Tip: Book in advance, since the tours sell out.

Running from the T-Rex in Jurassic Park, aka Kualoa Ranch

Drive the North Shore: Take a trip along Kamehameha Highway to see the famous North Shore in its entirety. This stretch of coast is known for its big waves (in the winter) and surfing opportunities. You’ll find surf shops, galleries, and quaint and locally owned boutiques in the town of Haleiwa, as well as some of the best food on the island from shacks and trucks offering typical Hawaiian cuisine and shave ice. There are plenty of beaches and snorkeling spots in the area during the summer months when the water is calm.

Waimea Bay along Kamehameha Highway in the North Shore

Visit the Dole Plantation: If you’ve ever wanted to see how a pineapple grows, then the Dole Plantation is the place for you. This is the home base of Dole Pineapples, but it’s more of a tourist attraction than anything else. We felt a little tricked into purchasing the tickets to ride the Pineapple Express (a train that goes through the pineapple fields) because we were told it’s the only way to see the pineapples growing. You really just see the fields from afar (and in fact you see them driving to the plantation!) and don’t get an up-close look. A better option is to stroll through the pineapple garden, where you can see some individual pineapple plants. Or just skip all the attractions entirely and just go for the Dole Whip (pineapple soft serve) because that’s really what makes the whole trip worth it.
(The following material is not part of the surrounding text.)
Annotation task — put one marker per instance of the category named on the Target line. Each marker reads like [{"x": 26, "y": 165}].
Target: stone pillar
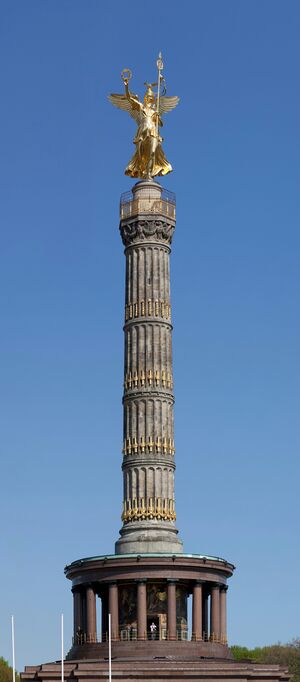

Pineapple fields at the Dole Plantation

Visit Pearl Harbor: The bombing of Pearl Harbor is one of the most significant moments in WWII history, and visiting Pearl Harbor is a must-do while in Oahu. It is free to stroll around Pearl Harbor and get tickets to the USS Arizona Memorial (although it is currently closed for repairs), however it’s much trickier to get tickets than simply walking up on the day of. Keep in mind that the free ticket is only for the USS Arizona Memorial, and not the other memorials onsite (which cost extra). Check out our guide here on how to get tickets to Pearl Harbor.

USS Arizona Memorial at Pearl Harbor

Hit the beach: Oahu has beautiful beaches–plenty more than just Waikiki. You can drive around the island and find quiet spots frequented by locals, as well as popular tourist beaches along the North Shore. Read our full guide to visiting Oahu’s beaches here (including some secret lagoons).

Waikiki Beach

Spend time at the airport: This might sound crazy, but build in a little extra time before your flight home to relax at the airport. The Daniel K. Inouye International Airport (HNL) has four open-air gardens that rival the beauty of any botanical garden. Spend time walking through the Chinese, Japanese, and Hawaiian Gardens, which pay homage to the different cultures that have had an influence on Hawaii. You’ll see pagodas, ponds, bridges, and plants and trees of all types. The cultural gardens are found in Terminal 2 and the E Gates, and a fourth garden, the C. B. Lansing Garden, is found in Terminal 1. The gardens are literally a breath of fresh air and you’ll feel revived after spending time waiting outside instead of in an uncomfortable airport chair.